Aazam et al. proposed architecture in [11], which consists of three layers with a global gateway: fog only, fog-cloud integration, cloud only (F/FC/C), and GG by evaluating three-tier COT architecture taking into account various applications using real datasets based on three scenarios for offloading: fog-only, cloud-only, and fog-cloud collaborative. As far as cooperation mechanism in fog computing is concerned, all servers in fog cooperate with each other and then decide who will perform certain tasks. Even in the presence of a gateway, power consumption and unnecessary load would be increased.

Liu et al. optimize the max-min fairness of energy balance, which aims to achieve the fairness of the energy among multiple IoT devices by optimizing communication, computation resources, and computing mode selection in [15], and adjust the frequency of CPU according to the nature and scope of IoT devices. There are three layers in the proposed model with the divisible task offloading process. If offloading often takes place, then latency would be reduced as well as the reduction in energy of the devices accordingly. Wireless-powered hierarchical fog-cloud computing network is studied where IoT devices are charged by a Hybrid Access Point (HAP) as well as processing their computation tasks. A Generalized Benders Decomposition (GBD) based solution method is presented at first to find the globally optimal solution. It uses a three-tier system model consisting of IoT devices, Hybrid Access Point (HAP), and cloud center. (HAP contains the Fog devices: servers, etc.). All offloading including fog and cloud will be done via HAP and HAP provides Wireless Power Transfer (WPT) to IoT devices. Research work lacks how to distribute the tasks at different servers in fog, cloud, or both fog-cloud collaboration. Moreover, the criteria of the poor, worst, good, and best channel gain are not mentioned.

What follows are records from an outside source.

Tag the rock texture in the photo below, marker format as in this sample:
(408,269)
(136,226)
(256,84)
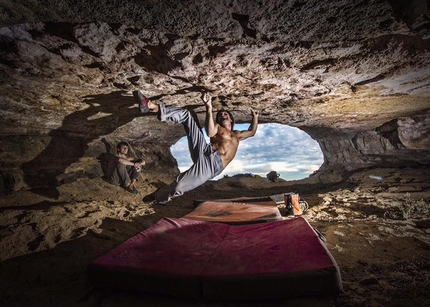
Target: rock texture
(356,77)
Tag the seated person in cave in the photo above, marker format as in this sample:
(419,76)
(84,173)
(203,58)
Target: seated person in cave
(209,160)
(124,170)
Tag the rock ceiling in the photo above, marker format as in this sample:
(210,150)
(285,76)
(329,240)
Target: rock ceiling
(356,77)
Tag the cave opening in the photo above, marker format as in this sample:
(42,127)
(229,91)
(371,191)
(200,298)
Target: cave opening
(287,150)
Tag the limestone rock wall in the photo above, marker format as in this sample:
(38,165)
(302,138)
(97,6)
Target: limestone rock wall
(355,76)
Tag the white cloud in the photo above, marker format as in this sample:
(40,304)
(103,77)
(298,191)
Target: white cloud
(287,150)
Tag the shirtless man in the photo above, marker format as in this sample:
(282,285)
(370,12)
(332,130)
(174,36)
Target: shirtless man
(209,160)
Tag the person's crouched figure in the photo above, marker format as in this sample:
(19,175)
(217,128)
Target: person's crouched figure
(124,170)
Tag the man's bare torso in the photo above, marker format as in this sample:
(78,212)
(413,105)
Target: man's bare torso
(226,143)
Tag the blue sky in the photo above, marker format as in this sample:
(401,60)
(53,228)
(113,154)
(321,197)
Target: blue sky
(275,147)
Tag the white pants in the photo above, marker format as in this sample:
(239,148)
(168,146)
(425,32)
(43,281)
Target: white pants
(207,161)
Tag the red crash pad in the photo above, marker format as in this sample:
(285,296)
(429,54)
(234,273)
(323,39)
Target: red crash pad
(218,261)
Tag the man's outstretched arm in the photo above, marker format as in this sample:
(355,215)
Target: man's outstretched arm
(211,128)
(252,128)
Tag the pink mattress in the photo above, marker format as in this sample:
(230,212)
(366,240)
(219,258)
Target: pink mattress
(208,260)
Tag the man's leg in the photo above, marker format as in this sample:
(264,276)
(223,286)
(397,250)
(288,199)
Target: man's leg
(196,140)
(206,167)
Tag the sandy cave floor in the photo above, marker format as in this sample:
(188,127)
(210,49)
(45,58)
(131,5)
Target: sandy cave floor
(377,231)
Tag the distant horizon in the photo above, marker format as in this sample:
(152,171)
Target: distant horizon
(287,150)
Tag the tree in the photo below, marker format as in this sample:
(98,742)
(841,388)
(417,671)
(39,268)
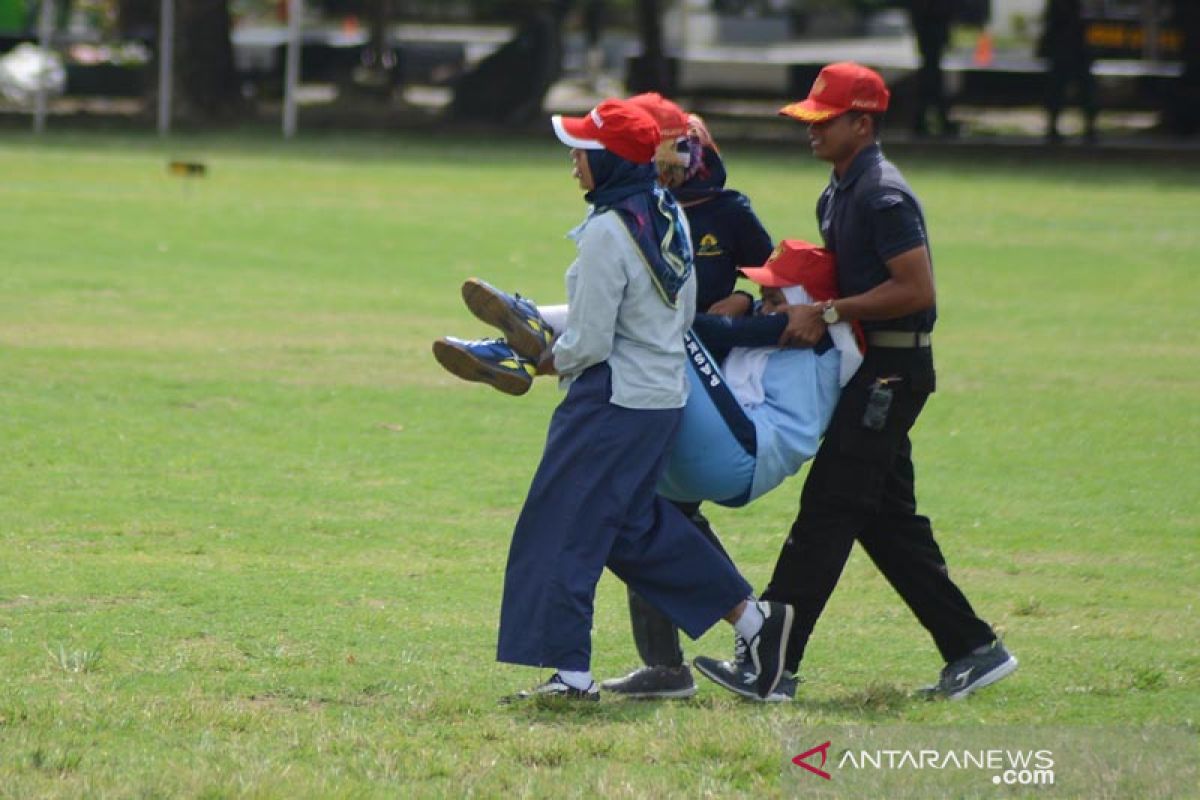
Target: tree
(204,68)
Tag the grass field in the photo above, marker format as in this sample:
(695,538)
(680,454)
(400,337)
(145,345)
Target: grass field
(252,537)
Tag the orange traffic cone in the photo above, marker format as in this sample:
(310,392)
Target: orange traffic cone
(983,49)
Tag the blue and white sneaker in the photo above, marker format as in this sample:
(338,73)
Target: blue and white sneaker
(555,690)
(487,361)
(519,317)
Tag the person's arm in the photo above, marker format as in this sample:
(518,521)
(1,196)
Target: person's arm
(910,289)
(751,247)
(599,283)
(721,334)
(900,241)
(739,304)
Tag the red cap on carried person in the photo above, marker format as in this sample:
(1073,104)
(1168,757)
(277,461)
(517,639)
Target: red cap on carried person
(797,263)
(618,126)
(840,88)
(671,118)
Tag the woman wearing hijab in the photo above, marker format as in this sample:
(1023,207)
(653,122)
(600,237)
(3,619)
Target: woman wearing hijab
(621,359)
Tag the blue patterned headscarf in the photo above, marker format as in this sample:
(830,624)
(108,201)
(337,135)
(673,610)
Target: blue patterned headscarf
(649,214)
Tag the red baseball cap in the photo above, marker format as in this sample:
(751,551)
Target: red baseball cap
(797,263)
(619,126)
(840,88)
(672,120)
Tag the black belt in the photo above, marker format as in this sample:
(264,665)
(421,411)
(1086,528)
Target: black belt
(899,340)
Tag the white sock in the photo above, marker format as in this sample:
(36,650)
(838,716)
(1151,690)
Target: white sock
(580,680)
(750,621)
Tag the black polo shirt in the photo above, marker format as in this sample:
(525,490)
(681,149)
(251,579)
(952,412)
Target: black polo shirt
(867,217)
(726,234)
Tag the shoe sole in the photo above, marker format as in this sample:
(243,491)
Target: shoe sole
(988,679)
(789,615)
(462,364)
(719,679)
(741,690)
(489,306)
(670,695)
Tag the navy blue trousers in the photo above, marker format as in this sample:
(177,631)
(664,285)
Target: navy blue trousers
(593,504)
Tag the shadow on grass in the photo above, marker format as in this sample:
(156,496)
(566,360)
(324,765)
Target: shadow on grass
(873,701)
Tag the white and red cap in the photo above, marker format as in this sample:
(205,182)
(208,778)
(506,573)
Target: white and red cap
(616,125)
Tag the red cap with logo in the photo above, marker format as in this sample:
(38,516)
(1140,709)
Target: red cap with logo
(840,88)
(618,126)
(797,263)
(672,120)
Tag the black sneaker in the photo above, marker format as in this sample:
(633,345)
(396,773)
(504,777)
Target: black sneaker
(653,683)
(768,648)
(763,655)
(556,689)
(739,678)
(972,673)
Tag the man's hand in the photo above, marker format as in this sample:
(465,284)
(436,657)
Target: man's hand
(736,305)
(804,326)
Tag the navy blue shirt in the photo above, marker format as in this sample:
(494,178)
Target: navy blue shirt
(867,217)
(726,234)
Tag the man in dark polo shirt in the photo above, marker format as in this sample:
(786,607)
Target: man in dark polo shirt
(861,485)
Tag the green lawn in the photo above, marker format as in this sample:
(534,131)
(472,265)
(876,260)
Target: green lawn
(252,537)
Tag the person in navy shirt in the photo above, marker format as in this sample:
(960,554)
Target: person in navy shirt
(861,485)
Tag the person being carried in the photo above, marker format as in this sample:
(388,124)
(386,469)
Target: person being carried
(754,415)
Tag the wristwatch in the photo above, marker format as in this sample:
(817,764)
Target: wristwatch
(829,313)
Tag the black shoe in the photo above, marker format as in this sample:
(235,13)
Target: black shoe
(739,678)
(556,689)
(763,655)
(653,683)
(768,648)
(972,673)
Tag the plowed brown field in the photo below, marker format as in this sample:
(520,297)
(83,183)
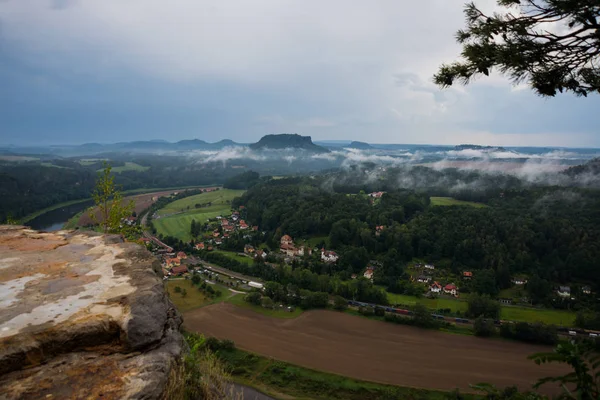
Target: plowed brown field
(373,350)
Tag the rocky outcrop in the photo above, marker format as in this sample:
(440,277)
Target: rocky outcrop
(83,315)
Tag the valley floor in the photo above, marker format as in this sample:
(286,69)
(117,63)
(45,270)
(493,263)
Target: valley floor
(373,350)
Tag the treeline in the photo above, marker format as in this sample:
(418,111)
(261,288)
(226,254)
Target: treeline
(244,180)
(161,202)
(29,186)
(276,293)
(358,289)
(550,234)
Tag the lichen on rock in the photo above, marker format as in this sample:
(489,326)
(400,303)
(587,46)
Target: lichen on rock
(83,315)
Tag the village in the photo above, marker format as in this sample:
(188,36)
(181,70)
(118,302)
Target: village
(222,228)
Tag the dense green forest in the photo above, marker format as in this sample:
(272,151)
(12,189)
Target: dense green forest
(551,234)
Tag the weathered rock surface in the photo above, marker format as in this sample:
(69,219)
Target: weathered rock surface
(82,315)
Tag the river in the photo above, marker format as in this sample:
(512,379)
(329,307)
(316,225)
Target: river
(55,219)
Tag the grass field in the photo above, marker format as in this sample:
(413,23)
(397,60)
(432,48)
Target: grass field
(238,300)
(129,166)
(193,299)
(236,257)
(556,317)
(218,198)
(52,165)
(178,225)
(284,380)
(449,201)
(313,241)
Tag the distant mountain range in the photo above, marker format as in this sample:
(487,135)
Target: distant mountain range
(478,147)
(360,146)
(288,141)
(282,141)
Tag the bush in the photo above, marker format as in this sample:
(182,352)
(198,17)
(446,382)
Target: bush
(339,303)
(366,311)
(266,302)
(253,298)
(483,327)
(532,333)
(482,305)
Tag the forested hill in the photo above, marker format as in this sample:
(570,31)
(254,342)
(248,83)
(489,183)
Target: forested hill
(590,169)
(551,234)
(288,141)
(360,145)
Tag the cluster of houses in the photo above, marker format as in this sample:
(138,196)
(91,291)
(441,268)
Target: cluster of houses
(227,226)
(376,195)
(287,247)
(565,291)
(449,289)
(173,264)
(250,251)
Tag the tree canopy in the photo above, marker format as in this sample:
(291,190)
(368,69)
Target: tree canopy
(554,45)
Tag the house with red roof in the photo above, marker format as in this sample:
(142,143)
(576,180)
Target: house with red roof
(435,288)
(329,256)
(172,262)
(451,289)
(286,239)
(179,270)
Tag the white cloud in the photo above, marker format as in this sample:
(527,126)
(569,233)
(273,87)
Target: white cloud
(334,69)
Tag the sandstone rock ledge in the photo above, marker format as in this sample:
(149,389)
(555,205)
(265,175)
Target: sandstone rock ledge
(82,316)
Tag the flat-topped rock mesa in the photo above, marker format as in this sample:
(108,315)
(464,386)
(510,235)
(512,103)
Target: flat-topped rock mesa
(83,315)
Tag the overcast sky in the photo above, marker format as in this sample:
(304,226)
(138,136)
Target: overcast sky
(76,71)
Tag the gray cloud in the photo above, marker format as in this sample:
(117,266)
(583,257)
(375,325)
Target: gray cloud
(336,69)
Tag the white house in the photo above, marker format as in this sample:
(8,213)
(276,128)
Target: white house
(329,256)
(564,291)
(451,289)
(586,290)
(435,288)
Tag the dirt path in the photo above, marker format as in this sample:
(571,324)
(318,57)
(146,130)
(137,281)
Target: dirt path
(373,350)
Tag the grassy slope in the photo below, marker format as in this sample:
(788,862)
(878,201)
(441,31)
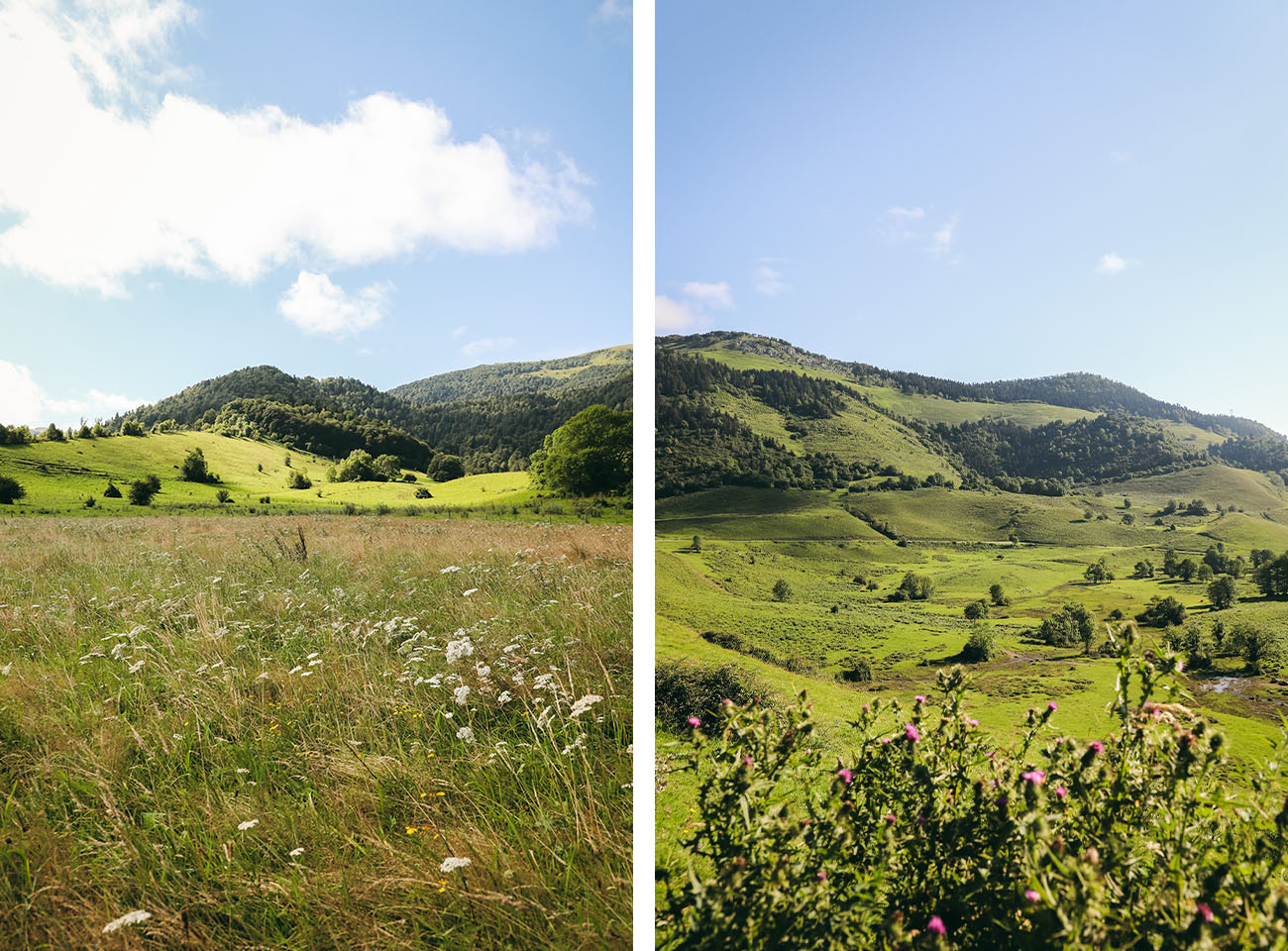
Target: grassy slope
(163,682)
(58,476)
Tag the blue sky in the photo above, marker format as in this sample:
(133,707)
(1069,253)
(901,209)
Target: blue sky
(377,191)
(986,191)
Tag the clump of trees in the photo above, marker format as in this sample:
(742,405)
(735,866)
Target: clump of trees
(588,455)
(193,468)
(913,586)
(1070,625)
(11,489)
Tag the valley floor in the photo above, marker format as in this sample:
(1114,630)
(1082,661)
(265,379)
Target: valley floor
(314,732)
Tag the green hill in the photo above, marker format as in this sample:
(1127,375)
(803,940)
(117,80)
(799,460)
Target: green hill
(584,370)
(798,492)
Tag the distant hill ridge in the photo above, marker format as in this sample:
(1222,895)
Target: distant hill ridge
(591,369)
(492,427)
(1080,390)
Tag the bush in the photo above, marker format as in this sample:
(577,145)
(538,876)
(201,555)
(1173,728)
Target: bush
(588,455)
(11,489)
(1068,626)
(931,835)
(686,689)
(980,646)
(913,587)
(194,470)
(855,669)
(142,491)
(1160,612)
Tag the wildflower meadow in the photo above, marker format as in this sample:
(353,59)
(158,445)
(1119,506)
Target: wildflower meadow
(314,733)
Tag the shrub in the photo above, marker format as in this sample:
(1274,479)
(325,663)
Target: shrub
(1224,593)
(980,646)
(1160,612)
(913,587)
(194,470)
(445,468)
(931,835)
(855,669)
(1068,626)
(11,489)
(686,689)
(142,491)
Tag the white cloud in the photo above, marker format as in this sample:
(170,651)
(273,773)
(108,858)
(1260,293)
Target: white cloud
(487,344)
(769,281)
(613,9)
(25,402)
(941,241)
(316,305)
(671,316)
(709,294)
(108,171)
(1113,264)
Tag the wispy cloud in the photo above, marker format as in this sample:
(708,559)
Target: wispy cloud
(713,294)
(25,402)
(119,171)
(941,241)
(673,316)
(1112,264)
(769,279)
(317,305)
(487,344)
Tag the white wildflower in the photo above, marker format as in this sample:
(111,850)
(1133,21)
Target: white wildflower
(584,703)
(459,650)
(133,917)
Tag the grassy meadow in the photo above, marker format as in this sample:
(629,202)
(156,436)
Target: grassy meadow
(59,476)
(841,575)
(310,732)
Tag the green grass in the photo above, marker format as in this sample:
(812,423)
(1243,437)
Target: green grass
(165,681)
(60,476)
(754,538)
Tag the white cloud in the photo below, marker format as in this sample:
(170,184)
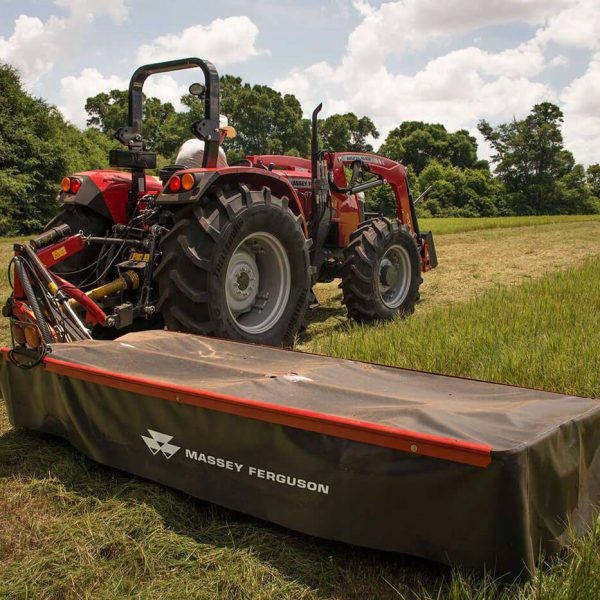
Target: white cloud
(35,45)
(166,89)
(465,85)
(577,26)
(582,114)
(231,40)
(76,90)
(118,10)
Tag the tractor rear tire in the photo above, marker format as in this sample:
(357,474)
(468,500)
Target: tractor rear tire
(381,273)
(235,265)
(80,268)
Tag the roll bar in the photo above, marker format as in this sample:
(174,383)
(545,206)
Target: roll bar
(207,129)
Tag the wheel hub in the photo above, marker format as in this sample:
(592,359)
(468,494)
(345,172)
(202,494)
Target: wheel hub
(394,276)
(242,281)
(258,282)
(388,274)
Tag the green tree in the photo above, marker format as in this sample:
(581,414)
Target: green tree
(593,179)
(347,132)
(531,160)
(417,144)
(108,111)
(37,148)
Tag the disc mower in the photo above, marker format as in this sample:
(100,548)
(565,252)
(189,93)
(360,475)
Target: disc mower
(467,473)
(231,252)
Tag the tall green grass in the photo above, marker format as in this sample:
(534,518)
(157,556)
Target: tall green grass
(459,224)
(543,334)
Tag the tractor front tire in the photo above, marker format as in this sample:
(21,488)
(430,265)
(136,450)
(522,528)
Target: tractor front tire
(235,265)
(79,269)
(381,272)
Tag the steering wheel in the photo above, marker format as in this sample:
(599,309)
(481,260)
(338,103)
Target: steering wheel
(241,161)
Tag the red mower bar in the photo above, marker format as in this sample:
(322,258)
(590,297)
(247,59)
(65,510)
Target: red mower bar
(458,471)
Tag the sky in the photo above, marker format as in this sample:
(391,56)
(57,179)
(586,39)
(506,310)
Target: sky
(444,61)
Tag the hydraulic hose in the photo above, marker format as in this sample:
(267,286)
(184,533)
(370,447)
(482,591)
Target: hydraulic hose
(33,302)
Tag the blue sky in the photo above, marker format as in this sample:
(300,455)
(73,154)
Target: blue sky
(452,62)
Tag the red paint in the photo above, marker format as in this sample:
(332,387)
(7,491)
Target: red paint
(54,254)
(114,186)
(94,314)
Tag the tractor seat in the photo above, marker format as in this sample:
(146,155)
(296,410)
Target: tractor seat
(166,172)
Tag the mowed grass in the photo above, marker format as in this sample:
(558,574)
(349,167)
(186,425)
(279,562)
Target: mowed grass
(543,334)
(70,528)
(457,224)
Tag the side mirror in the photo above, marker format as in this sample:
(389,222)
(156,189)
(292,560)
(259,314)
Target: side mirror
(197,89)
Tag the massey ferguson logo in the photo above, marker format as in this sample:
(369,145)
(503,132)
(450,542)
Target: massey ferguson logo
(159,442)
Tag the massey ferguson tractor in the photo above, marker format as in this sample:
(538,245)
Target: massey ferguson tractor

Jošilo and Dán addressed the problem in [27] of how devices can improve their performance by offloading their computational tasks at a nearby device or edge cloud. Their contribution involves the analysis of fog computing systems and coordinating collaborative computation offloading with low signaling overhead. They proposed an efficient decentralized algorithm based on an equilibrium task allocation in static mixed strategies. To compute an equilibrium task allocation in static mixed strategies, a game-developing model was employed using variational inequality theory. A decentralized algorithm is proposed in this paper for allocating the computational tasks to the desired locations that will be demonstrated by the simulation process. The algorithm is compared with a myopic algorithm. Two models are presented: Communication and Computation Models. Tasks offloading depends upon certain parameters, e.g, execution time, transmission time, waiting time, response time, latency, size, and complexity of the tasks. A problem in this research work includes the following: standards/metrics or range of these parameters are not mentioned; acceptable time for computation and energy cost of offloading have not been considered in this research work. Output delay is not catered as it was assumed that it could be very small; that is why it might be ignored.

The problem relates to task offloading and resource allocation, based on energy and time-efficient computation in terms of how to optimize the computing/completion time and energy consumption of application requests from IoT devices at the same time, e.g, computation offloading selection and transmission power allocation. Sun et al. in [28] proposed the IoT-fog-cloud architecture that demonstrates the advantages of fog and cloud. In order to improve the energy consumption and completion time of application requests, an algorithm of energy and time-efficient computation offloading and resource allocation (ETCORA) is proposed that is simulated at the paper end to verify the algorithm in reducing energy consumption and completion time of requests. It improves the energy consumption and completion time of application requests. The values of the computing offloading parameters (input data size, task deadline, computing time, transmission power) are not provided; rather, their mathematical equations are mentioned.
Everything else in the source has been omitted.